Giuliani No Lobbyist? Depends on What You Mean by "Lobbying"
Rudy Giuliani and his cohorts at Giuliani Partners have insisted he's no lobbyist. But there's mounting evidence to the contrary. Maybe he's so averse to the term because his firm lobbied illegally.
Exhibit A is today's Time story, which for the first time reveals details about just what Hank Asher, Giuliani's troubled buddy, paid him so much money to do.
As we laid out in a series of posts last week, Giuliani struck a pretty sweet deal with Asher during his first year of business. Asher's Seisint was hocking its data-mining software, code-named MATRIX, to the government. Rudy's job was to serve as a kind of front man for the company, in part so that Asher's drug-running past wouldn't be an issue. The contract, for a previously untold amount of money, was based on a $2 million yearly fee, commissions, and stock options. A stock holder in the company was so alarmed by the giveaway that he sued Seisint; the case was settled.
Today, Time puts a price tag on all that: $30 million, $24 million of that from stock options. And what did Rudy do for the money? It turns out, plenty.
Well, first and foremost, he lobbied. A shareholder in Seisint tells Time that "nobody knew us; everybody knew him," and that with Giuliani, "the doors were wide open. It was almost a flood of business opportunities." The company's in-house lobbyist says that Giuliani set up a meeting at the Department of Homeland Security.

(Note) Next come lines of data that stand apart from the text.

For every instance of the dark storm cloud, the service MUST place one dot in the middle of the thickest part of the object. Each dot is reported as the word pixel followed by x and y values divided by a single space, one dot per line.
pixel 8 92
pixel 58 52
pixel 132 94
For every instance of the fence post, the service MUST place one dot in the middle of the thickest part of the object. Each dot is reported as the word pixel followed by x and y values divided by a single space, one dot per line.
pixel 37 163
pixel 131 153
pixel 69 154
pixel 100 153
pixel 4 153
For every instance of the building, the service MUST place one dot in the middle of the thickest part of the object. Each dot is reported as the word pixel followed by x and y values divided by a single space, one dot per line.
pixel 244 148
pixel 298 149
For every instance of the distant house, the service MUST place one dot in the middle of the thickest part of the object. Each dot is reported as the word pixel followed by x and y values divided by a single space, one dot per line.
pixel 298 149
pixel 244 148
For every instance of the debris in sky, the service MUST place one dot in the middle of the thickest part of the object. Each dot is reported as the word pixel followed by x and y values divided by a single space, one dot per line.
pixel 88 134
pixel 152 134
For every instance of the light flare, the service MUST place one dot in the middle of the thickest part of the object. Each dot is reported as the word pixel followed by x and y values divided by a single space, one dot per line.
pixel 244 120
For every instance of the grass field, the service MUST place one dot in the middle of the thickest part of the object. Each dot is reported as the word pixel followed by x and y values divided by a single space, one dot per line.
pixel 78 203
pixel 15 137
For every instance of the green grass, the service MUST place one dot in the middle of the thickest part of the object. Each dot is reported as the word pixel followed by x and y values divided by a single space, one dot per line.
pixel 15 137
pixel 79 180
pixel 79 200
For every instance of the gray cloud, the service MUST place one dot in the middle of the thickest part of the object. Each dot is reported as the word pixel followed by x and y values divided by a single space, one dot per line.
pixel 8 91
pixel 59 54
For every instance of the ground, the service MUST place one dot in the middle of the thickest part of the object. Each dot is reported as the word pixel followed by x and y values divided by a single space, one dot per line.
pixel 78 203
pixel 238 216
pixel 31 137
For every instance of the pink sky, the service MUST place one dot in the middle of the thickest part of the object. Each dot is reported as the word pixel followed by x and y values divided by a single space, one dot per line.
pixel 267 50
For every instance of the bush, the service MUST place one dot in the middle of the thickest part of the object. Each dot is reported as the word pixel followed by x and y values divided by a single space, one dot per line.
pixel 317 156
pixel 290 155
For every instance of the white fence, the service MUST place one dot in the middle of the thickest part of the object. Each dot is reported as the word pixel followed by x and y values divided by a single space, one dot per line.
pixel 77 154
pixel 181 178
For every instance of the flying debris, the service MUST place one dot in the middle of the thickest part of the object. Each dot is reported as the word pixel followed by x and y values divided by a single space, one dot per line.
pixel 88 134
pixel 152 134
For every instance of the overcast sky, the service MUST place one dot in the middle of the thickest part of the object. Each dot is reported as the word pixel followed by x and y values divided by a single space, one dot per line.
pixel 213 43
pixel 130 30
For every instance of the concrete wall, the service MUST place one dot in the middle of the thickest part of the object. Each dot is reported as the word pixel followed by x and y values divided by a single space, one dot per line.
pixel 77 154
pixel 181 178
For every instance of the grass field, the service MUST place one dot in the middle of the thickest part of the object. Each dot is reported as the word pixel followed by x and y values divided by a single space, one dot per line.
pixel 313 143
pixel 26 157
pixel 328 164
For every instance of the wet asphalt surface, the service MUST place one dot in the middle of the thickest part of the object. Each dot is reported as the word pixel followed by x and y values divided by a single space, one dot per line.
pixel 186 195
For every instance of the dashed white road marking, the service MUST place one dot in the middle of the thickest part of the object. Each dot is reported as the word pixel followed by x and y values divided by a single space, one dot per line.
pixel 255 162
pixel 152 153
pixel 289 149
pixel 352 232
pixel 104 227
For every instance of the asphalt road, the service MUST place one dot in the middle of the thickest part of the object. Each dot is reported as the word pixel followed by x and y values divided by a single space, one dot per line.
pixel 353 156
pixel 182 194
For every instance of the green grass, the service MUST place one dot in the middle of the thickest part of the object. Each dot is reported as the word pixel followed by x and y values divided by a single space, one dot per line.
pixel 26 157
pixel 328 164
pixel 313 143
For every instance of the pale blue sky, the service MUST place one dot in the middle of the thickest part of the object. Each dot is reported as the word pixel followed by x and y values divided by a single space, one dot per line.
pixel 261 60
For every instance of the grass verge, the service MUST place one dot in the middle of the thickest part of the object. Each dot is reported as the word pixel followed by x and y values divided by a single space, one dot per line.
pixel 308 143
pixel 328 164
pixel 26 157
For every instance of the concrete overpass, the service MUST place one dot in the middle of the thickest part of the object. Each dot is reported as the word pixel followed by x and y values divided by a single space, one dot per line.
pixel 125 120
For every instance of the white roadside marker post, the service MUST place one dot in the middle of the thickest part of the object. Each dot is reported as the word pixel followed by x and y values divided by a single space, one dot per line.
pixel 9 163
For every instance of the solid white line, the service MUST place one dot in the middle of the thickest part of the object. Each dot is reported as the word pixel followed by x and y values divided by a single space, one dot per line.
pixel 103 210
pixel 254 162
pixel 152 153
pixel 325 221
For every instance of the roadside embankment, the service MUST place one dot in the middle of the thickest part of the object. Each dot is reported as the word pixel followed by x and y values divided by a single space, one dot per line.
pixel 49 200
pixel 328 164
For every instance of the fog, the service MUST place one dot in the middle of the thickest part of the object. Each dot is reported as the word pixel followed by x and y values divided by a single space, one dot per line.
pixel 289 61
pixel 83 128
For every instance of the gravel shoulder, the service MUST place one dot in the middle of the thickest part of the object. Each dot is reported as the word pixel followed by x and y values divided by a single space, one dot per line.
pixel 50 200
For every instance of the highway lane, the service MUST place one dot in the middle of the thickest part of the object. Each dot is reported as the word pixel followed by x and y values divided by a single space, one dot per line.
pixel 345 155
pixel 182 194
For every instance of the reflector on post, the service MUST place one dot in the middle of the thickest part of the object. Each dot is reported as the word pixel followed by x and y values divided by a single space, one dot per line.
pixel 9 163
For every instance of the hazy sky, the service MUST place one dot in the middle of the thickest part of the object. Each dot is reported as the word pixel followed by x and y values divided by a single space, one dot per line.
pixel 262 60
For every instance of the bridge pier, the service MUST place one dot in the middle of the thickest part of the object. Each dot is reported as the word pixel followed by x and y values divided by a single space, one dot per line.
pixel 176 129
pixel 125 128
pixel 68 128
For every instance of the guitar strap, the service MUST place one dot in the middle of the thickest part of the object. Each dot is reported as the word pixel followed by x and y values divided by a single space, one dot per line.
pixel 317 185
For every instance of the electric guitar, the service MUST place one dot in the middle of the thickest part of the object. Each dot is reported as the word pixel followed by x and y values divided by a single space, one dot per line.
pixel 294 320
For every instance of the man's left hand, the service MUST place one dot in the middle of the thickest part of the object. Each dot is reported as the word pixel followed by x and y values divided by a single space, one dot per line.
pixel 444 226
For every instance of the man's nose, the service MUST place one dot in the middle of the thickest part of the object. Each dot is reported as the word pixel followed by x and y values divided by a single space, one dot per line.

The White House looks like another one of those doors that Giuliani opened. In January of 2003, just a month after Seisint hired Giuliani, Asher gave a presentation to Vice President Dick Cheney, FBI director Robert Mueller, Homeland Security director Tom Ridge, and Gov. Jeb Bush (R-FL) in the Roosevelt Room at the White House on MATRIX, according to documents obtained by the ACLU back in 2004. (The ACLU doggedly opposed MATRIX; Asher responded by once joking that the ACLU "is probably funded" by Al Qaeda. I'm sure he and Cheney got along fine.)